La familia Mejías Kalvis estaba destrozada hace un mes. Los exámenes a los que se sometió Guilen, de 11 años, la regalona de casa, revelaron que sufre de Linfoma de Hodgkin, un cáncer que ataca sus tejidos linfáticos, encargados de producir los glóbulos blancos, que protegen de las infecciones a los seres humanos. La niña debía comenzar el tratamiento con quimioterapia, que obviamente afectaría sus defensas y que la haría perder su cabello ondulado.Francisca, la madre, no encontró mejor opción para apoyar a Guilen que raparse al cero y así evitar que la niña se sintiera diferente. «Fue una manera de empatizar con mi hija, porque sabía que haciendo esto la podría entender mejor», dice orgullosa. «Si la van a mirar a ella, que me miren también a mí», agrega.
Eso no fue todo. Una vez que la madre se rapó, comenzó a ocurrir algo totalmente inesperado para la niña. Su papá, sus hermanos y sus primos también se pelaron al cero y formaron una red de amigos en Internet para apoyarla.
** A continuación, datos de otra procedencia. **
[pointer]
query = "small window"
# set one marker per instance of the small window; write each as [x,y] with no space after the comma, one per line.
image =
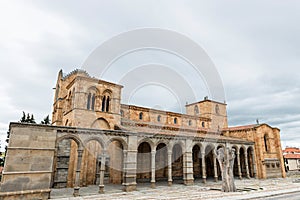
[88,105]
[196,110]
[158,118]
[217,109]
[141,116]
[266,142]
[93,102]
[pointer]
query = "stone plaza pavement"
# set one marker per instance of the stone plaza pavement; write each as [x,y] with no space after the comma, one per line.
[247,189]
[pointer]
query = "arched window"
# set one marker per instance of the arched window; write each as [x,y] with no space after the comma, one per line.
[196,110]
[217,109]
[69,100]
[266,142]
[93,102]
[107,104]
[57,92]
[103,104]
[141,116]
[88,105]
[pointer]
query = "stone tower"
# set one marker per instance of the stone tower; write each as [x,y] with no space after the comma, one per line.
[216,111]
[83,101]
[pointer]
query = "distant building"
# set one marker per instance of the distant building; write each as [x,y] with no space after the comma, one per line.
[96,140]
[291,158]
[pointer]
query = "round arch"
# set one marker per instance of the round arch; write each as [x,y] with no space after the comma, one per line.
[98,139]
[72,137]
[101,123]
[118,139]
[147,140]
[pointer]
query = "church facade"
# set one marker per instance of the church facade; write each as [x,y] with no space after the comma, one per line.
[96,140]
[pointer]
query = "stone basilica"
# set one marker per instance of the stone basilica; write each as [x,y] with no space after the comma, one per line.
[96,140]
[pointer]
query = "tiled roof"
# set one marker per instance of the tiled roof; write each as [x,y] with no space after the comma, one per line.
[291,149]
[236,128]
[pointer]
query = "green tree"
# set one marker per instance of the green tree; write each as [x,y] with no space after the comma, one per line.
[32,120]
[27,118]
[23,119]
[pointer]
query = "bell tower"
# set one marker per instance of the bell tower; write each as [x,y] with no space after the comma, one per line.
[83,101]
[216,111]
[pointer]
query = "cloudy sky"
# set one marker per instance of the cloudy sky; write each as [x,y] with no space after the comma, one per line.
[253,44]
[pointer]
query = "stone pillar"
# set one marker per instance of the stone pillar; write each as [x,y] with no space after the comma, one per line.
[130,165]
[246,164]
[188,164]
[153,152]
[77,178]
[239,164]
[203,167]
[215,167]
[102,170]
[169,168]
[254,165]
[98,168]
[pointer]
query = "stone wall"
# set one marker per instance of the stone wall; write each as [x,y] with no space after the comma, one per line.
[29,162]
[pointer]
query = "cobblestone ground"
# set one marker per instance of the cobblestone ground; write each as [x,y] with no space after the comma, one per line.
[247,189]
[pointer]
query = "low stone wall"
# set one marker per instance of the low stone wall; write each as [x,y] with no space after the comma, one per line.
[28,168]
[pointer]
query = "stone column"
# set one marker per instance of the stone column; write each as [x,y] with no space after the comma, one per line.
[215,167]
[188,165]
[153,152]
[203,167]
[102,170]
[130,165]
[239,164]
[77,178]
[98,170]
[254,166]
[169,168]
[246,164]
[124,166]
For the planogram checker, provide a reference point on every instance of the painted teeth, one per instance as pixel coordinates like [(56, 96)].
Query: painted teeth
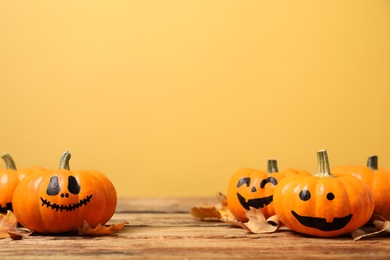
[(69, 207)]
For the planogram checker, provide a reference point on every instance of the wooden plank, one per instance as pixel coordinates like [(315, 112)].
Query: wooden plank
[(162, 234)]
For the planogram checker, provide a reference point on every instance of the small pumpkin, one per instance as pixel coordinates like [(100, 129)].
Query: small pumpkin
[(56, 201), (323, 205), (377, 178), (253, 188), (9, 179)]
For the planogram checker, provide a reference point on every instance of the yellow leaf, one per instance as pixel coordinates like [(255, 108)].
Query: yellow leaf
[(8, 223), (100, 230)]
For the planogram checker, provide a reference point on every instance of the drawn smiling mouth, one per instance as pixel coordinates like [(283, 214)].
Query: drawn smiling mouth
[(255, 203), (321, 224), (69, 207)]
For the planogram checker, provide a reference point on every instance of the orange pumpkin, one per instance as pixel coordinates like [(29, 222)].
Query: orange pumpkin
[(378, 179), (253, 188), (56, 201), (323, 205), (9, 179)]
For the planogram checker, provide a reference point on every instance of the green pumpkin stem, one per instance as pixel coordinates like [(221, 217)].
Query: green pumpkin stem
[(272, 166), (323, 164), (372, 162), (9, 162), (64, 161)]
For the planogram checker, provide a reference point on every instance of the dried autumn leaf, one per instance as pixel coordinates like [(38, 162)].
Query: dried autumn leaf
[(100, 230), (381, 225), (8, 223), (206, 212), (258, 224), (19, 234), (209, 212)]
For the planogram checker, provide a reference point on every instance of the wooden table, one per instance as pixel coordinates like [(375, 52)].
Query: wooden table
[(161, 228)]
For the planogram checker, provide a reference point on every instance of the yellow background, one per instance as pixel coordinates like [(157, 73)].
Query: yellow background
[(170, 97)]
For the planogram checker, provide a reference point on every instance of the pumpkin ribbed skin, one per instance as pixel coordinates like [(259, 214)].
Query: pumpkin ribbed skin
[(323, 205), (56, 201), (377, 179), (9, 180)]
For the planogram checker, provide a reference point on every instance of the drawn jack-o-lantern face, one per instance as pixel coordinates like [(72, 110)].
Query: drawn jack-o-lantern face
[(56, 201), (252, 188), (323, 205), (64, 198)]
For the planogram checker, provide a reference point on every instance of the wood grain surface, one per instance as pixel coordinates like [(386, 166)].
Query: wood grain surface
[(162, 228)]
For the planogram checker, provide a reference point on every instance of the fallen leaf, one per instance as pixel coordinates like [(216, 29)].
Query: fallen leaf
[(257, 223), (206, 212), (19, 234), (209, 212), (381, 226), (100, 230), (8, 223)]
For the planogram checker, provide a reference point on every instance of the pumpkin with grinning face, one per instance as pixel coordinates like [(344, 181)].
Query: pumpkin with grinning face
[(253, 188), (56, 201), (323, 205)]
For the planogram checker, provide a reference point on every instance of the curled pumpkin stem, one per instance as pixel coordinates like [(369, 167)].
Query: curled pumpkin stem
[(323, 164), (372, 162), (272, 166), (9, 162), (64, 161)]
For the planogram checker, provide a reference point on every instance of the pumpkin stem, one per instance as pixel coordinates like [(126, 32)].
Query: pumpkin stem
[(372, 162), (9, 162), (323, 164), (272, 166), (64, 161)]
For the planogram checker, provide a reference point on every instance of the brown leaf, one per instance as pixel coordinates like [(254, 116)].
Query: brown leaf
[(100, 230), (208, 212), (257, 223), (8, 223), (381, 226)]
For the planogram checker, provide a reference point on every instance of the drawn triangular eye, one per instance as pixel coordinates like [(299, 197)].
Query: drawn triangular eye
[(242, 181), (73, 185), (54, 187)]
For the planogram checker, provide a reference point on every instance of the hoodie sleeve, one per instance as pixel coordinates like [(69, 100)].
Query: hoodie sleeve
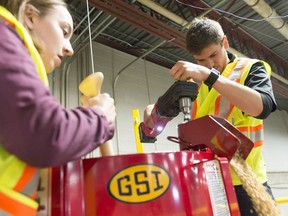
[(33, 125)]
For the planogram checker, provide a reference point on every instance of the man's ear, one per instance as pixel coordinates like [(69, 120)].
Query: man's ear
[(225, 42), (31, 16)]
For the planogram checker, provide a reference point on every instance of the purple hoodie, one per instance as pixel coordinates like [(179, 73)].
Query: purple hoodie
[(33, 125)]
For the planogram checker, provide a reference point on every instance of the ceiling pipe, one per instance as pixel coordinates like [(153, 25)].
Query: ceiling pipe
[(263, 9), (259, 4)]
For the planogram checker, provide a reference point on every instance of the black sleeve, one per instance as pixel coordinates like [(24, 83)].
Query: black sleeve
[(259, 80)]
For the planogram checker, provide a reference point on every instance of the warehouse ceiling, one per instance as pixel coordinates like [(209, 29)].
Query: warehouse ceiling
[(155, 30)]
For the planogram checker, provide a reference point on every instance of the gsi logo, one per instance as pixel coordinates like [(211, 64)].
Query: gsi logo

«Ahora andamos todos rapados en la casa. Esto se convirtió en una cadena de oración de pelados. Incluso, Daniel, el pastor de nuestra iglesia, que no se cortaba el pelo desde hace 20 años, decidió pelarse para acompañar a nuestra hija», dice Francisca.
Lo único que quiere Guilen es volver al colegio pronto. «Imaginé que me pasaría todo el año encerrada en el hospital. Me imaginé triste, pero hemos tratado de hacer de este momento algo alegre y hermoso», añade emocionada Francisca.